Re: [PATCH v2 2/4] mm: handle uninitialized numa nodes gracefully
From: Michal Hocko
Date: Fri Jan 14 2022 - 05:01:53 EST
On Fri 14-01-22 00:24:15, Wei Yang wrote:
> On Tue, Dec 14, 2021 at 11:38:47AM +0100, Michal Hocko wrote:
> >On Tue 14-12-21 11:33:41, Christoph Lameter wrote:
> >> On Tue, 14 Dec 2021, Michal Hocko wrote:
> >>
> >> > This patch takes a different approach (following a lead of [3]) and it
> >> > pre allocates pgdat for all possible nodes in an arch indipendent code
> >> > - free_area_init. All uninitialized nodes are treated as memoryless
> >> > nodes. node_state of the node is not changed because that would lead to
> >> > other side effects - e.g. sysfs representation of such a node and from
> >> > past discussions [4] it is known that some tools might have problems
> >> > digesting that.
> >>
> >> Would it be possible to define a pgdat statically and place it in read
> >> only memory? Populate with values that ensure that the page allocator
> >> does not blow up but does a defined fallback.
> >>
> >> Point the pgdat for all nodes not online to that readonly pgdat?
> >>
> >> Maybe that would save some memory. When the node comes online then a real
> >> pgdat could be allocated.
> >
> >This is certainly possible but also it is more complex.

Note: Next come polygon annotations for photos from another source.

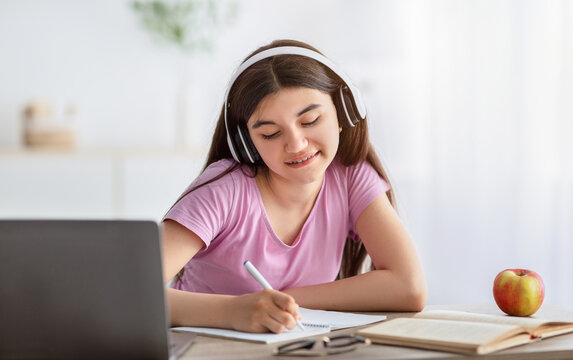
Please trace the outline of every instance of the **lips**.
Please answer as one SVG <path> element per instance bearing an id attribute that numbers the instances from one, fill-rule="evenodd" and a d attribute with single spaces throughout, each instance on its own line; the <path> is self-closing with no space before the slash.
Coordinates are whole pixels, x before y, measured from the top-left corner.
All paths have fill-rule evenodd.
<path id="1" fill-rule="evenodd" d="M 317 156 L 318 153 L 319 153 L 319 151 L 317 151 L 317 152 L 315 152 L 315 153 L 313 153 L 313 154 L 310 154 L 310 155 L 306 155 L 305 157 L 300 158 L 300 159 L 297 159 L 297 160 L 287 161 L 286 164 L 287 164 L 287 165 L 298 165 L 298 164 L 302 164 L 302 163 L 304 163 L 304 162 L 306 162 L 306 161 L 308 161 L 308 160 L 311 160 L 311 159 L 314 158 L 315 156 Z"/>

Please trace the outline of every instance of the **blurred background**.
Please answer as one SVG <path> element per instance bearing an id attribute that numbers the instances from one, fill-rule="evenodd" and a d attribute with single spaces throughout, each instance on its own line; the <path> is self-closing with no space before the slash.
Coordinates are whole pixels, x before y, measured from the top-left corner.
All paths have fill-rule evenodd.
<path id="1" fill-rule="evenodd" d="M 278 38 L 361 89 L 430 304 L 523 267 L 571 310 L 573 1 L 1 0 L 0 217 L 159 221 Z"/>

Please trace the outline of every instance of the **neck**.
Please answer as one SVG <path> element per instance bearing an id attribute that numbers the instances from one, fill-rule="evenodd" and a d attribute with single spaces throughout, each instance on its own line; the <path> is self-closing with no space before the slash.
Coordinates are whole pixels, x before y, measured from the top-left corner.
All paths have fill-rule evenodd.
<path id="1" fill-rule="evenodd" d="M 322 187 L 321 181 L 315 181 L 309 184 L 293 184 L 284 179 L 277 179 L 268 174 L 268 172 L 259 172 L 256 176 L 256 182 L 263 200 L 271 200 L 285 208 L 310 210 L 320 193 Z"/>

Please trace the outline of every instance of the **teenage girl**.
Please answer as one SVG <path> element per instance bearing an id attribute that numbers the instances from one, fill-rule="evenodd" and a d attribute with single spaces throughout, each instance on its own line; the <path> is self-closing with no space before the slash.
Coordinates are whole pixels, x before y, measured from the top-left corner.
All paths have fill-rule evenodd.
<path id="1" fill-rule="evenodd" d="M 393 204 L 350 79 L 305 43 L 259 48 L 231 78 L 204 171 L 163 222 L 172 325 L 278 333 L 298 306 L 421 310 L 424 273 Z"/>

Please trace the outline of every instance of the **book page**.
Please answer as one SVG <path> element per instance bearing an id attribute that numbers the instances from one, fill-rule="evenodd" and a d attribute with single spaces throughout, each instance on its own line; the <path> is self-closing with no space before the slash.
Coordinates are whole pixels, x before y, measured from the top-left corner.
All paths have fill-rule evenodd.
<path id="1" fill-rule="evenodd" d="M 357 334 L 373 341 L 400 339 L 405 345 L 440 343 L 477 348 L 523 332 L 522 328 L 513 325 L 398 318 L 359 330 Z"/>
<path id="2" fill-rule="evenodd" d="M 494 324 L 509 324 L 521 326 L 529 332 L 543 325 L 546 321 L 531 317 L 517 317 L 508 315 L 489 315 L 477 314 L 465 311 L 453 310 L 426 310 L 414 315 L 415 318 L 422 319 L 442 319 L 442 320 L 457 320 L 457 321 L 471 321 L 482 323 Z"/>

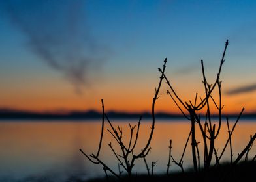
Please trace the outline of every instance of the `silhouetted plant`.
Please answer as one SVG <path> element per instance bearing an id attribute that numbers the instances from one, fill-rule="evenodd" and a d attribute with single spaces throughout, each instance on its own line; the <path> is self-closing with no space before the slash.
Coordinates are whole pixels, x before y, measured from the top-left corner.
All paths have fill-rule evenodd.
<path id="1" fill-rule="evenodd" d="M 226 143 L 220 153 L 218 156 L 218 151 L 219 149 L 216 150 L 216 142 L 218 138 L 218 136 L 219 134 L 219 131 L 221 127 L 222 119 L 223 119 L 223 113 L 222 109 L 223 109 L 224 105 L 222 104 L 222 99 L 221 99 L 221 81 L 220 81 L 220 74 L 221 72 L 221 68 L 223 64 L 225 62 L 225 55 L 226 53 L 226 49 L 228 46 L 229 42 L 228 40 L 226 41 L 225 49 L 222 55 L 222 58 L 220 62 L 220 65 L 219 68 L 218 72 L 217 73 L 216 79 L 215 79 L 213 84 L 210 84 L 206 78 L 204 72 L 204 62 L 203 60 L 201 60 L 201 67 L 202 67 L 202 83 L 204 88 L 204 96 L 200 97 L 198 96 L 198 94 L 196 93 L 195 98 L 193 103 L 191 101 L 189 101 L 187 102 L 184 101 L 181 99 L 180 97 L 177 94 L 176 91 L 172 87 L 170 82 L 168 79 L 165 73 L 165 70 L 166 68 L 167 64 L 167 58 L 164 60 L 164 64 L 163 66 L 163 69 L 159 69 L 159 71 L 161 72 L 160 80 L 159 82 L 159 84 L 157 88 L 155 88 L 155 96 L 153 98 L 152 101 L 152 127 L 150 129 L 150 136 L 148 138 L 148 140 L 146 144 L 144 146 L 141 151 L 138 154 L 135 154 L 135 148 L 136 146 L 137 140 L 140 132 L 140 122 L 142 120 L 142 117 L 140 118 L 139 121 L 137 125 L 134 126 L 129 124 L 130 135 L 129 135 L 129 140 L 127 144 L 125 144 L 123 142 L 123 131 L 118 125 L 117 126 L 114 126 L 112 122 L 110 122 L 106 114 L 104 113 L 104 103 L 103 100 L 101 100 L 102 102 L 102 125 L 101 125 L 101 137 L 99 140 L 99 147 L 97 150 L 96 154 L 92 153 L 90 155 L 88 155 L 85 153 L 81 149 L 80 151 L 93 163 L 97 164 L 101 164 L 103 167 L 103 170 L 105 172 L 106 177 L 107 180 L 108 177 L 108 172 L 110 172 L 112 175 L 116 176 L 118 179 L 120 179 L 121 178 L 121 174 L 123 171 L 120 169 L 120 166 L 124 169 L 124 171 L 126 171 L 127 174 L 129 177 L 129 180 L 131 180 L 132 175 L 133 175 L 133 168 L 135 165 L 135 160 L 138 159 L 143 159 L 145 162 L 146 168 L 148 172 L 148 176 L 150 176 L 150 168 L 146 161 L 146 156 L 149 153 L 151 150 L 151 148 L 150 147 L 150 142 L 152 138 L 153 137 L 153 133 L 155 129 L 155 105 L 157 99 L 158 99 L 159 92 L 161 86 L 162 81 L 165 80 L 166 83 L 170 88 L 170 90 L 167 90 L 167 94 L 169 95 L 177 106 L 177 107 L 180 110 L 181 113 L 183 116 L 190 121 L 191 123 L 191 129 L 189 133 L 187 136 L 187 139 L 186 140 L 184 150 L 182 151 L 182 154 L 179 161 L 176 161 L 174 157 L 172 155 L 172 140 L 170 140 L 170 146 L 169 146 L 169 155 L 168 155 L 168 161 L 167 164 L 167 176 L 169 174 L 169 170 L 170 166 L 170 159 L 172 159 L 172 162 L 178 165 L 184 173 L 184 170 L 183 167 L 183 159 L 184 157 L 185 152 L 187 150 L 187 144 L 191 139 L 191 156 L 193 164 L 193 169 L 194 172 L 197 174 L 202 169 L 204 172 L 207 172 L 210 170 L 210 166 L 212 164 L 212 158 L 215 157 L 216 162 L 214 164 L 214 166 L 220 166 L 220 160 L 227 149 L 227 146 L 229 144 L 230 148 L 230 153 L 231 153 L 231 163 L 232 166 L 236 165 L 240 159 L 245 155 L 245 160 L 248 161 L 248 155 L 251 148 L 253 142 L 256 139 L 256 133 L 254 134 L 253 136 L 251 135 L 250 140 L 248 144 L 245 146 L 244 149 L 241 151 L 241 153 L 238 155 L 237 158 L 234 160 L 233 152 L 232 148 L 232 140 L 231 136 L 234 132 L 234 130 L 236 127 L 236 125 L 240 120 L 244 110 L 244 108 L 243 108 L 239 114 L 236 121 L 235 122 L 234 125 L 231 129 L 231 125 L 229 123 L 229 118 L 227 117 L 227 125 L 228 128 L 228 138 L 226 141 Z M 214 98 L 213 96 L 214 90 L 217 90 L 218 92 L 218 99 L 217 102 L 217 99 Z M 199 99 L 200 101 L 199 101 Z M 212 107 L 216 108 L 217 110 L 218 113 L 218 125 L 213 123 L 212 118 Z M 206 110 L 206 111 L 205 111 Z M 202 112 L 206 112 L 204 116 L 204 119 L 202 119 L 201 113 Z M 121 154 L 117 152 L 117 150 L 114 148 L 111 142 L 108 144 L 109 147 L 111 149 L 114 155 L 116 158 L 116 161 L 118 162 L 118 172 L 119 173 L 116 173 L 114 172 L 110 166 L 108 166 L 99 157 L 99 155 L 101 153 L 101 148 L 102 145 L 102 141 L 103 138 L 103 133 L 104 133 L 104 119 L 106 119 L 108 124 L 110 126 L 110 129 L 107 131 L 111 134 L 113 138 L 116 140 L 118 145 L 120 147 L 120 151 L 121 152 Z M 202 137 L 202 142 L 200 141 L 197 141 L 196 138 L 196 129 L 195 127 L 197 126 L 199 127 L 199 131 Z M 135 132 L 135 128 L 136 127 L 136 131 Z M 135 138 L 134 140 L 134 138 Z M 133 141 L 134 142 L 133 142 Z M 200 151 L 199 150 L 199 144 L 203 144 L 203 155 L 200 155 Z M 203 156 L 203 157 L 202 157 Z M 203 157 L 203 165 L 201 167 L 200 162 L 202 162 L 202 160 L 200 158 Z M 254 161 L 256 159 L 256 155 L 253 158 L 251 161 Z M 151 176 L 153 176 L 153 168 L 157 162 L 152 162 L 151 165 Z"/>
<path id="2" fill-rule="evenodd" d="M 131 126 L 130 124 L 129 124 L 129 128 L 130 128 L 130 140 L 129 142 L 128 145 L 125 145 L 123 141 L 123 131 L 121 129 L 120 129 L 119 125 L 117 125 L 116 127 L 115 127 L 110 120 L 109 120 L 108 116 L 106 114 L 104 113 L 104 104 L 103 104 L 103 100 L 101 100 L 102 102 L 102 108 L 103 108 L 103 117 L 102 117 L 102 125 L 101 125 L 101 138 L 99 140 L 99 148 L 97 150 L 97 154 L 95 155 L 92 153 L 89 156 L 86 153 L 85 153 L 81 149 L 80 149 L 80 151 L 93 163 L 97 164 L 101 164 L 103 166 L 103 169 L 105 171 L 106 176 L 107 177 L 107 173 L 106 171 L 110 172 L 111 174 L 112 174 L 114 176 L 115 176 L 118 179 L 120 179 L 121 177 L 121 172 L 120 170 L 119 175 L 116 173 L 113 170 L 110 168 L 110 167 L 108 166 L 101 159 L 100 159 L 99 157 L 99 154 L 101 151 L 101 144 L 102 144 L 102 140 L 103 140 L 103 131 L 104 131 L 104 118 L 106 118 L 107 120 L 107 122 L 110 126 L 110 129 L 108 129 L 108 131 L 111 134 L 111 135 L 113 136 L 113 138 L 115 139 L 118 144 L 119 145 L 121 154 L 119 154 L 117 153 L 116 150 L 114 149 L 111 142 L 108 144 L 108 146 L 110 146 L 112 151 L 113 152 L 114 156 L 116 157 L 118 162 L 123 168 L 123 169 L 127 172 L 127 175 L 129 176 L 129 179 L 131 180 L 131 177 L 132 177 L 132 169 L 133 167 L 135 165 L 135 161 L 137 159 L 142 159 L 144 158 L 145 159 L 145 157 L 149 153 L 151 148 L 150 147 L 150 142 L 152 140 L 152 136 L 153 136 L 153 131 L 155 129 L 155 104 L 156 102 L 156 100 L 158 99 L 158 94 L 160 90 L 161 85 L 162 84 L 162 81 L 164 79 L 164 72 L 166 67 L 166 63 L 167 62 L 167 59 L 165 58 L 164 60 L 164 64 L 163 66 L 163 71 L 161 69 L 159 68 L 159 70 L 161 70 L 161 75 L 160 77 L 160 80 L 159 83 L 158 84 L 157 88 L 155 88 L 155 96 L 153 98 L 153 101 L 152 101 L 152 124 L 151 127 L 151 131 L 150 131 L 150 136 L 148 139 L 148 141 L 144 146 L 144 147 L 142 148 L 141 151 L 138 153 L 135 154 L 135 149 L 136 147 L 136 145 L 137 144 L 137 140 L 138 138 L 138 135 L 139 135 L 139 131 L 140 131 L 140 121 L 142 119 L 142 117 L 140 118 L 138 123 L 137 125 L 134 125 Z M 136 133 L 136 136 L 135 136 L 135 140 L 133 144 L 132 144 L 133 138 L 134 137 L 134 130 L 135 127 L 137 127 L 137 130 Z M 155 162 L 152 162 L 152 173 L 153 175 L 153 168 L 155 166 Z"/>
<path id="3" fill-rule="evenodd" d="M 170 96 L 170 98 L 172 98 L 172 99 L 173 100 L 173 101 L 174 102 L 177 107 L 180 109 L 182 114 L 184 116 L 184 117 L 191 122 L 191 131 L 189 136 L 187 138 L 186 144 L 185 145 L 184 151 L 182 153 L 180 160 L 179 161 L 179 162 L 177 162 L 170 154 L 169 155 L 173 160 L 172 162 L 176 164 L 177 164 L 178 166 L 180 166 L 182 172 L 184 172 L 183 166 L 182 166 L 183 164 L 182 159 L 184 157 L 185 151 L 187 149 L 187 145 L 189 140 L 189 138 L 191 138 L 191 153 L 192 153 L 191 155 L 192 155 L 193 164 L 195 172 L 197 173 L 200 168 L 200 155 L 199 155 L 200 153 L 198 149 L 198 144 L 200 142 L 197 142 L 195 138 L 196 124 L 197 124 L 199 127 L 203 139 L 203 144 L 204 144 L 203 169 L 205 171 L 207 171 L 209 169 L 210 166 L 211 165 L 212 159 L 214 155 L 215 155 L 215 159 L 216 159 L 215 166 L 219 165 L 219 161 L 221 157 L 223 156 L 223 154 L 225 151 L 227 146 L 228 145 L 229 143 L 230 144 L 231 164 L 232 164 L 233 165 L 236 164 L 245 153 L 246 153 L 246 160 L 247 160 L 248 153 L 249 153 L 250 149 L 251 148 L 251 146 L 256 138 L 256 133 L 253 135 L 253 136 L 251 136 L 251 138 L 248 145 L 245 147 L 245 148 L 243 150 L 241 153 L 238 155 L 237 159 L 234 161 L 234 162 L 233 162 L 231 136 L 238 121 L 239 120 L 241 115 L 242 114 L 244 110 L 244 108 L 243 108 L 232 130 L 230 130 L 229 129 L 229 119 L 228 118 L 227 118 L 227 124 L 229 130 L 228 131 L 229 138 L 222 150 L 221 155 L 219 155 L 219 157 L 217 156 L 217 150 L 216 150 L 215 144 L 216 144 L 216 139 L 217 138 L 217 136 L 219 135 L 219 131 L 221 126 L 222 118 L 223 118 L 222 109 L 224 107 L 224 105 L 223 105 L 221 103 L 221 81 L 219 80 L 219 77 L 220 77 L 221 68 L 225 62 L 224 57 L 225 57 L 225 55 L 228 44 L 229 44 L 229 42 L 228 40 L 227 40 L 224 51 L 222 55 L 221 60 L 220 62 L 219 71 L 217 74 L 216 79 L 213 84 L 209 84 L 206 80 L 205 73 L 204 73 L 204 62 L 203 60 L 201 60 L 201 66 L 202 66 L 202 77 L 203 77 L 202 83 L 204 87 L 205 96 L 203 98 L 200 97 L 200 101 L 199 103 L 197 103 L 198 100 L 197 93 L 196 93 L 195 99 L 193 103 L 191 102 L 191 101 L 189 101 L 188 102 L 182 101 L 180 99 L 180 97 L 175 92 L 174 89 L 173 88 L 172 84 L 170 84 L 169 80 L 168 79 L 165 73 L 162 70 L 159 70 L 160 72 L 163 75 L 165 80 L 166 81 L 166 83 L 168 84 L 168 87 L 170 89 L 170 91 L 167 90 L 167 94 L 168 94 Z M 216 102 L 216 99 L 214 98 L 214 97 L 212 96 L 213 91 L 216 88 L 219 93 L 218 103 Z M 218 110 L 219 124 L 217 128 L 216 124 L 212 124 L 212 115 L 211 112 L 211 109 L 212 108 L 212 105 L 215 106 L 215 107 Z M 201 112 L 203 110 L 206 110 L 204 124 L 202 123 L 202 120 L 201 119 L 200 117 Z M 208 144 L 207 140 L 209 141 L 209 144 Z M 169 168 L 169 162 L 167 167 L 167 174 L 168 172 L 168 168 Z"/>

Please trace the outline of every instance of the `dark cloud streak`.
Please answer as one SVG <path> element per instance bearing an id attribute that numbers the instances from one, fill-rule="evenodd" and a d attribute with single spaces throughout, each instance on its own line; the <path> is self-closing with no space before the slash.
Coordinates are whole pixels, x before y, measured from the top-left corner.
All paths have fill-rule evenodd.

I aim for as
> >simple as possible at this stage. The reason I am not concerned about
> >memory overhead so much (even though the pgdat is a large data
> >structure) is that these unpopulated nodes are rather rare. We might see
> >more of them in the future but we are not quite there yet so I do not
> >think this is a major obstacle for now.
>
> Another thing is we still have a chance to get NULL NODE_DATA if we failed to
> allocate it. And this is the problem we want to address here.
System that is short on memory that early in the boot to fail this
allocation is very likely not going to finish the boot. I do not think
we can make any reasonable allocation failure handling here.
--
Michal Hocko
SUSE Labs